Intel Arc B580 for Local LLMs: 12GB VRAM at $250, With Caveats
The Intel Arc B580 is the cheapest way to get 12GB of VRAM right now. At ~$250 street price, it undercuts the RTX 3060 12GB by $50-100 on the used market and gives you enough memory to run every 7-9B model without compromise.
The problem isn’t the hardware. The hardware is fine. The problem is that NVIDIA has had a decade to build CUDA into the default path for everything, and Intel is still catching up. Running LLMs on an Arc card means picking your way through software stacks that change every few months, dealing with setup steps that CUDA users never think about, and occasionally hitting bugs that make you question your life choices.
I still think it’s worth considering, if you go in with the right expectations.
What the B580 Brings to LLM Inference
| Spec | Value | Why It Matters |
|---|---|---|
| VRAM | 12GB GDDR6 | Fits 7-9B models at Q4-Q8, some 14B at Q4 |
| Memory bandwidth | 456 GB/s | Higher than RTX 3060 (360 GB/s) |
| XMX engines | 160 | Intel’s matrix math units, analogous to CUDA Tensor Cores |
| TDP | 150W | Reasonable, single 8-pin power |
| Street price | ~$249 | Cheapest 12GB card available new |
The bandwidth number is the one that matters most for LLM inference. Token generation speed is bottlenecked by how fast the GPU can read model weights from VRAM. The B580’s 456 GB/s is 27% more than the RTX 3060’s 360 GB/s. In theory, that should translate to faster generation. In practice, software overhead eats some of that advantage.
The Three Software Paths
There are three ways to run LLMs on an Arc B580. They are not equally good.
Path 1: llama.cpp with Vulkan (Easiest, Recommended)
The Vulkan backend in llama.cpp is the simplest path. Vulkan is cross-platform, doesn’t require Intel’s oneAPI toolkit, and works with standard GPU drivers.
Download a llama.cpp release with Vulkan support, point it at a GGUF model, and go:
# Download latest llama.cpp release with Vulkan
./llama-server -m qwen3.5-9b-q4_k_m.gguf -ngl 99 --gpu-backend vulkan
Community reports and Phoronix benchmarks consistently show Vulkan outperforming SYCL on the B580. This is ironic given that SYCL is Intel’s own stack, but it’s the reality as of early 2026.
Path 2: llama.cpp with SYCL (Intel’s Stack)
The SYCL backend uses Intel’s oneAPI toolkit and gives access to the XMX engines for matrix operations. Setup is heavier:
# Install oneAPI Base Toolkit (2025.1+)
# Then build llama.cpp with SYCL
source /opt/intel/oneapi/setvars.sh
cmake -B build -DGGML_SYCL=ON -DCMAKE_C_COMPILER=icx -DCMAKE_CXX_COMPILER=icpx
cmake --build build --config Release -j
# Run with environment variables
ZES_ENABLE_SYSMAN=1 ONEAPI_DEVICE_SELECTOR=level_zero:0 \
./build/bin/llama-server -m model.gguf -ngl 99
SYCL should be faster in theory because it can use the XMX engines directly.

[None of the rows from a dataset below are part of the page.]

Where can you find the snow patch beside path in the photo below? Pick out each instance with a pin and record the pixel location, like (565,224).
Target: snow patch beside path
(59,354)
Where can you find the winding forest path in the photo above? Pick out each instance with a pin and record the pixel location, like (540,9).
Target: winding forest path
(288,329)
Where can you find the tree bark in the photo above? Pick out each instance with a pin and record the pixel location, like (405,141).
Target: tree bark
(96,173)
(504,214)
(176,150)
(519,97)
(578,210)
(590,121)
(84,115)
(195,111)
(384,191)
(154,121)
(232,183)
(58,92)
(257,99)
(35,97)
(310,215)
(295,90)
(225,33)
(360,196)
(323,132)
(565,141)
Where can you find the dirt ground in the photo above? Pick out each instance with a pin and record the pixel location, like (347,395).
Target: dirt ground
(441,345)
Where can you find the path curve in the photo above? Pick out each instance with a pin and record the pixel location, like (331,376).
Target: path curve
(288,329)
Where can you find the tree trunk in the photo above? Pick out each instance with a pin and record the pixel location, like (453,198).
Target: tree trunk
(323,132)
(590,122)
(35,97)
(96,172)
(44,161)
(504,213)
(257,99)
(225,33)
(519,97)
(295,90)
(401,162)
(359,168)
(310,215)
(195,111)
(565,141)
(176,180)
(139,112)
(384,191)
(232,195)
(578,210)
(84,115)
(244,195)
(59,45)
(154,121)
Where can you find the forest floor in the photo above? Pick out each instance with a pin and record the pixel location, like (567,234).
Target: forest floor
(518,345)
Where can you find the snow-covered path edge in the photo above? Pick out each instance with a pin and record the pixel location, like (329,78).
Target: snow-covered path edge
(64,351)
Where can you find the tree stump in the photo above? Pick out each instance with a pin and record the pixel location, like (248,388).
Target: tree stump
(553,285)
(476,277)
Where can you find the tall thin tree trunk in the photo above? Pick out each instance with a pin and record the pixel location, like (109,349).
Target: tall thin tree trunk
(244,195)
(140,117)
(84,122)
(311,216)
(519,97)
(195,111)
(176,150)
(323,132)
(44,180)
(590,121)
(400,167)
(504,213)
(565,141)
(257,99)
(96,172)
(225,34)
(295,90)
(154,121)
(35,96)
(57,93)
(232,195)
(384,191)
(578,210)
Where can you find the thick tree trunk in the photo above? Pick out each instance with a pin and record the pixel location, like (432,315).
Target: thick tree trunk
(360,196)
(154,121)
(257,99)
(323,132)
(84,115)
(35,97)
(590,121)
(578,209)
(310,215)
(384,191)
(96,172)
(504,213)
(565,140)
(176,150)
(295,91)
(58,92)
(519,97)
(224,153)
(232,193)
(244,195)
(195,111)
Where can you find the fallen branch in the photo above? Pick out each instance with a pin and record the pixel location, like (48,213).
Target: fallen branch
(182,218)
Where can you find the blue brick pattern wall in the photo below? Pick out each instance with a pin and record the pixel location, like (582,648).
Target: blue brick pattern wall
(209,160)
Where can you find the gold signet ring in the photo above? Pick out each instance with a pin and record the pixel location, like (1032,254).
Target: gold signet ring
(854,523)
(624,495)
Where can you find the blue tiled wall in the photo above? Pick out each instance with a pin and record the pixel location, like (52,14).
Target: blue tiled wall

In practice, community testing shows Vulkan consistently beating SYCL on the B580 for llama.cpp inference. Intel is actively working on this, and the gap may close with future oneAPI releases. For now, start with Vulkan.
Path 3: Ollama via IPEX-LLM (Most Setup)
Ollama doesn’t natively support Intel Arc GPUs. You can run it through Intel’s IPEX-LLM bridge, which wraps Ollama with Intel-optimized backends.
The setup involves:
- Install oneAPI toolkit
- Create a conda environment
- Install IPEX-LLM Ollama package
- Set environment variables (
OLLAMA_NUM_GPU=999,ZES_ENABLE_SYSMAN=1) - Run
init-ollamato configure - Start Ollama with IPEX-LLM backend
It works. Users have reported running Qwen3-8B at ~33 tok/s through this path with 16K context. But there are known issues: model loading failures on some driver versions, bus errors on newer Linux kernels, and the setup is fragile enough that a driver update can break things.
If you need the Ollama interface specifically, this path exists. If you just need to run models, use llama.cpp Vulkan and skip the complexity.
Real Benchmarks
These numbers come from Phoronix/OpenBenchmarking testing llama.cpp with the Vulkan backend on Linux. Text generation at 128 tokens output:
| Model | B580 tok/s | Notes |
|---|---|---|
| Llama 3.1 8B (Tulu-3) | 12.9 | Standard 8B performance |
| Mistral 7B | 14.4 | Slightly faster due to architecture |
| Qwen3 8B | 13.3 | Consistent with other 8B models |
| DeepSeek-R1-Distill 8B | 13.7 | Reasoning model, same speed tier |
| Granite 3B | 58.2 | Small models fly |
| GPT-OSS 20B | 26.6 | MoE architecture, not dense 20B |
Prompt processing (prefill) is much faster: 590-640 tok/s for 8B models, over 2,300 tok/s for 3B. The B580’s compute is solid for prefill. It’s the generation phase where bandwidth becomes the bottleneck.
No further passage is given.